Now that the data’s normalized we can join to it rather easily.
declare @survey table (Respondent int identity(1,1), Q1 int, Q2 int, Q3 int, Q4 int, Q5 int)
declare @questions table (PK_quID int identity(1,1), quName varchar(255))
declare @answers table (PK_anID int identity(1,1), anName varchar(255))
insert into @questions values ('Do you have a drivers license?')
insert into @questions values ('What best describes your current employment conditions?')
insert into @questions values ('Do you have hair?')
insert into @questions values ('What kind of vehicle do you drive?')
insert into @questions values ('What state are you from?')
insert into @answers values ('yes')
insert into @answers values ('no')
insert into @answers values ('working')
insert into @answers values ('not working')
insert into @answers values ('car')
insert into @answers values ('truck')
insert into @answers values ('suv')
insert into @answers values ('MO')
insert into @answers values ('IL')
insert into @answers values ('TN')
insert into @survey values (1,3,1,5,8)
insert into @survey values (2,4,1,6,8)
insert into @survey values (1,4,1,7,9)
insert into @survey values (2,3,2,6,9)
insert into @survey values (1,3,1,5,10)
select
s.*,
qu.*,
an.*
from
(
select
Respondent,
right(Q,1) as Q,
A
from @survey
unpivot
(
A for Q in (Q1, Q2, Q3, Q4, Q5)
) as u
) s
left outer join @questions qu
on s.Q=qu.PK_quID
left outer join @answers an
on s.a = an.PK_anID
Well, seeing as my data is now normalized I can put it into my responses table.
declare @responses table (Respondent int, FK_quID int, FK_anID int)
insert into @responses
(
Respondent,
FK_quID,
FK_anID
)
select
Respondent,
right(Q,1) as Q,
A
from @survey
unpivot
(
A for Q in (Q1, Q2, Q3, Q4, Q5)
) as u
Alright, now I’ve got my survey data stored and I want to run some analytics. One of the ways to analyze the data is to run a crosstab off of the data. Here’s a crosstab using pivot:
select
*
from
(
select
Respondent,
quName,
anName
from @responses r
inner join @questions q
on r.FK_quID=q.PK_quID
inner join @answers a
on r.FK_anID=a.PK_anID
) a
pivot
(
count(a.Respondent)
for anName in
(
[yes],
[no],
[working],
[not working],
[car],
[truck],
[suv],
[MO],
[IL],
[TN]
)
) as pvt
In this I’m joining my response table to my questions and answers table in a subquery. I then pivot all of that data using the pivot function. The pivot function takes an aggregate and applies that across the columns and rows. In this example, I specify count(a.Respondent) as my aggregate, and then I specify that I want that across anName (and I provide a list of values that I want it applied to) on the X axis. Unpivot then takes the last column and applies that to the Y column, and then applies the aggregate data to any pieces of that that match up on the X and Y axis.

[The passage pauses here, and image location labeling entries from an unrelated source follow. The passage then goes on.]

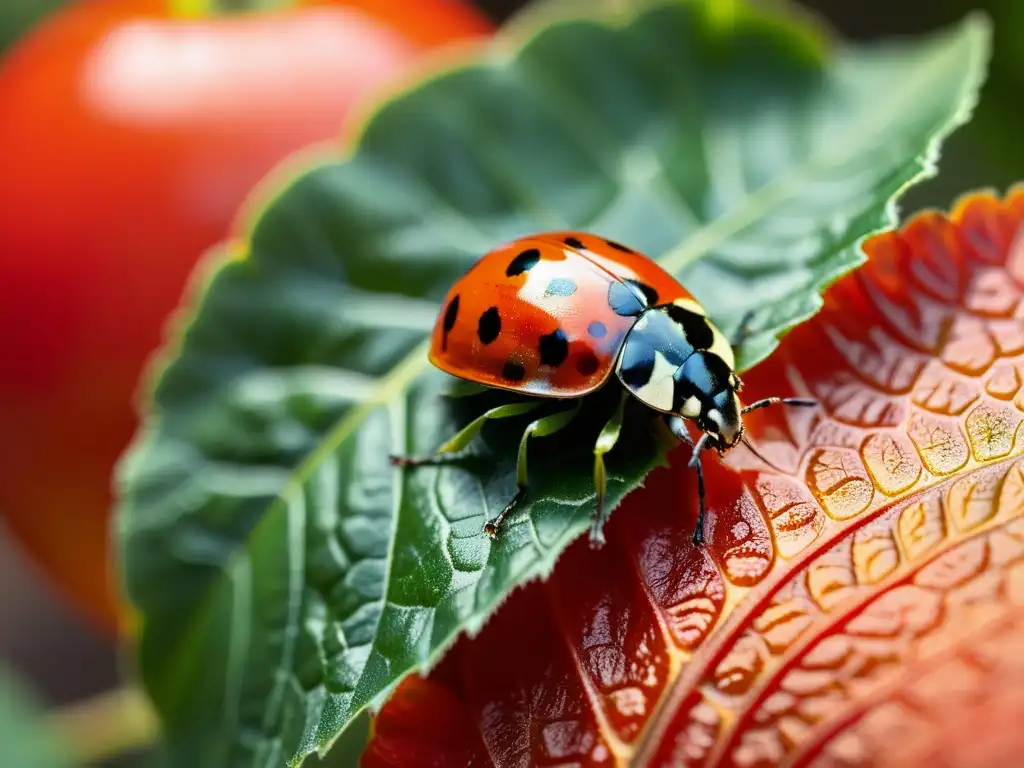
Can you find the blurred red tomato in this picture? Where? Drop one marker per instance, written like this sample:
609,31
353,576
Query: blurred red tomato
128,139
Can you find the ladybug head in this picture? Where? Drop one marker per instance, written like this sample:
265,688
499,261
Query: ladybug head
721,418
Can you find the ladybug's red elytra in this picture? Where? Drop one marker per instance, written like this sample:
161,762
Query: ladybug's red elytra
552,315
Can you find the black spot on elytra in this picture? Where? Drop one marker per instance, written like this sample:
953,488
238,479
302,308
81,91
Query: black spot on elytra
513,371
704,375
587,364
624,300
649,293
450,317
560,287
620,247
523,262
489,326
637,365
554,348
694,326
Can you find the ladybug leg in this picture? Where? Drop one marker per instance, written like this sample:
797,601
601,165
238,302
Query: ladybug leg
605,441
779,401
677,425
466,435
543,427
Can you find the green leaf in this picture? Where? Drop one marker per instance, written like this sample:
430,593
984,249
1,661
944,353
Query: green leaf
287,576
26,740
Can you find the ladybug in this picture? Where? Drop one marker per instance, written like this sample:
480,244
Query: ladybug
553,315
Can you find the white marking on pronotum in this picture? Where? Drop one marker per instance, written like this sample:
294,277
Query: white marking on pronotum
716,416
691,408
658,390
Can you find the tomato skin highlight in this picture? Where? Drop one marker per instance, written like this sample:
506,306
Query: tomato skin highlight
128,140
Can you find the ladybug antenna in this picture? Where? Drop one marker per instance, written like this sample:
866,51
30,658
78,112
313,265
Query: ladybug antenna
757,453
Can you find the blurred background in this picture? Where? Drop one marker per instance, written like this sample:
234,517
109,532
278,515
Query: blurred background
66,651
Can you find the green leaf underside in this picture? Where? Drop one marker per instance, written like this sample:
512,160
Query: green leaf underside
287,574
26,739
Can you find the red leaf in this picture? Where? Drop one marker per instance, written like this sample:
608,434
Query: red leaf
862,607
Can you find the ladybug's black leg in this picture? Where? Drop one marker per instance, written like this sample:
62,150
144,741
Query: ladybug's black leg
466,435
677,425
605,441
779,401
540,428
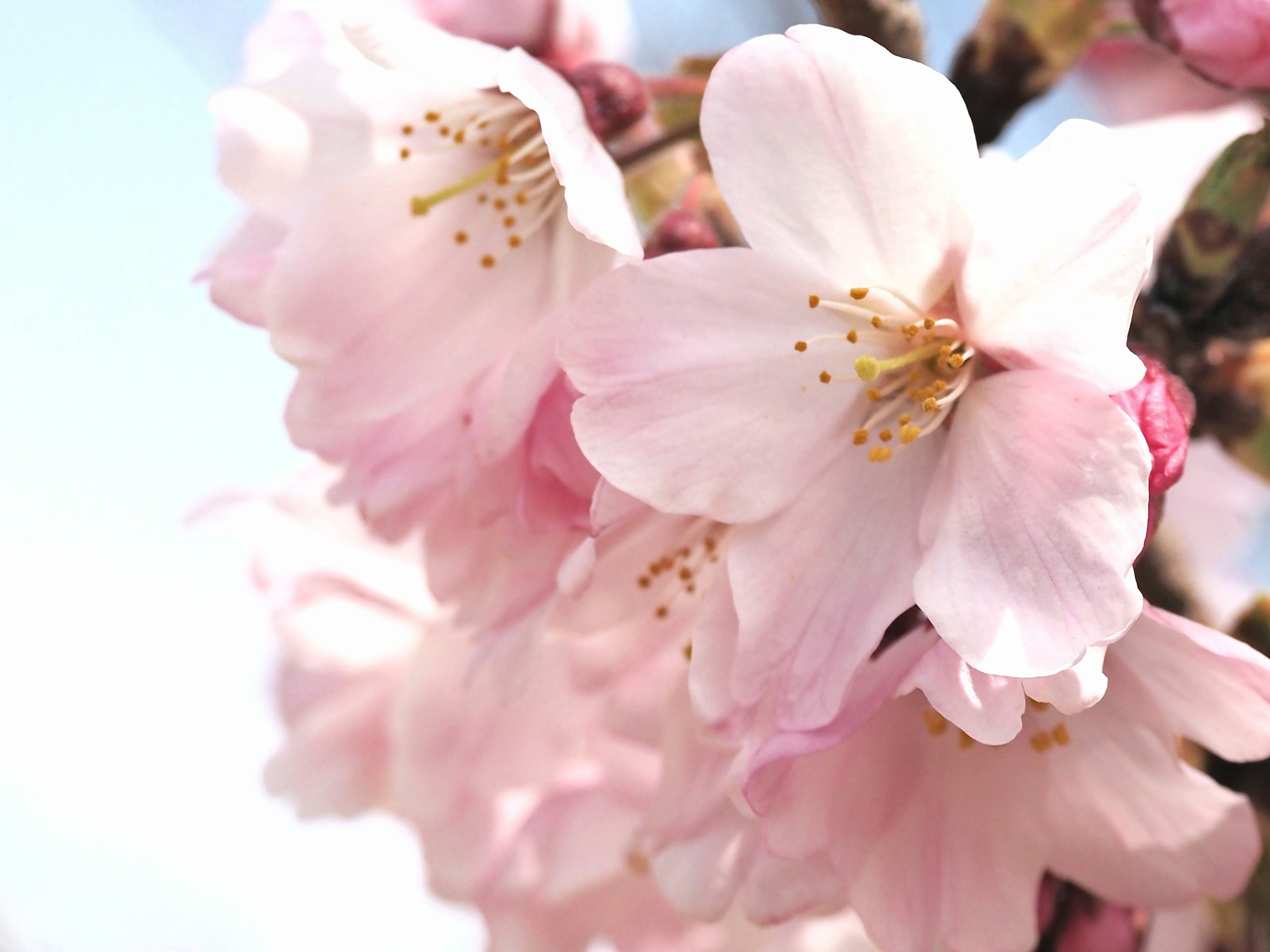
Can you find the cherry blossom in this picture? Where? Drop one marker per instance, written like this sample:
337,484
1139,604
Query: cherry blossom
1229,41
1099,798
901,394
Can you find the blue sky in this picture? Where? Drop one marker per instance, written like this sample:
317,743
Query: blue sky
134,658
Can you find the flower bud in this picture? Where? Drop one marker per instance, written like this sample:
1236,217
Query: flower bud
1164,409
1223,40
680,230
613,97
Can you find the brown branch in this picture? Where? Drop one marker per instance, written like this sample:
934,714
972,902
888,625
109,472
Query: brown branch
896,24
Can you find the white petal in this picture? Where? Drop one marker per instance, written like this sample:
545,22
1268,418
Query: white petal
818,583
1214,689
594,186
694,397
1033,525
832,151
1061,244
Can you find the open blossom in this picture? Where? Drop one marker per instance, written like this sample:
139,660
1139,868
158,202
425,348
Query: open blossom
901,395
943,842
1227,41
425,205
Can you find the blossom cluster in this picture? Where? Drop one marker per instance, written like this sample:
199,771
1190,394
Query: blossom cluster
773,593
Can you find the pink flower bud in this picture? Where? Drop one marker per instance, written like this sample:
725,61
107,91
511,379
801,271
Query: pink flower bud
1102,927
1164,409
613,97
680,230
1229,41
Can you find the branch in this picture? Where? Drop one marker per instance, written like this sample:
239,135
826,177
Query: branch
896,24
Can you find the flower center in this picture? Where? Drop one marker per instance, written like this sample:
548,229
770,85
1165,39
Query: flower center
514,179
1043,729
679,573
915,388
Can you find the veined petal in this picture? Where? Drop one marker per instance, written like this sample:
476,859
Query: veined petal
1061,244
818,583
1033,525
832,151
1078,689
694,397
1135,824
1214,689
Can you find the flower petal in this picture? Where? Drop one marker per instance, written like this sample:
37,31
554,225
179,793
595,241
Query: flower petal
1033,525
1214,689
832,151
1135,824
694,397
986,706
818,583
1078,689
592,182
1061,244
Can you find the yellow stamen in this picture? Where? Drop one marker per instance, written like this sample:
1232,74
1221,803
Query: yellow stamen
421,206
869,367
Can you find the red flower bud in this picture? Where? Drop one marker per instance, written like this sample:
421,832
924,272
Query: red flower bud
680,230
613,97
1164,409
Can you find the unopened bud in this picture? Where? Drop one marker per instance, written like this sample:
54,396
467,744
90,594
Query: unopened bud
1221,40
680,230
1164,409
613,97
1102,927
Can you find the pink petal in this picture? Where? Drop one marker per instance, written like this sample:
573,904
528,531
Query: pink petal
1214,689
1131,822
1033,525
818,583
592,182
832,151
694,397
986,706
1061,244
238,272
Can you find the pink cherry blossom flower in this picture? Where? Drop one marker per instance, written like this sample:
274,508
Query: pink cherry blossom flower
942,841
440,205
980,469
1229,41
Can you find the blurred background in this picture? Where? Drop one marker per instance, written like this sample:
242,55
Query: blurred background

So, in the entire survey, three respondents answered yes to having a driver’s license, while two answered no, four answered as having hair while one answered no.
If you remove quName from the subquery, pivot doesn’t have a third data point to aggregate the data to, so it’ll just aggregate to the X axis.
You can play with the aggregate in the query a little bit. If you change it to avg, it’ll average all the respondent ids. If you change it to min, it’ll show you which respondent provided each answer for each question first.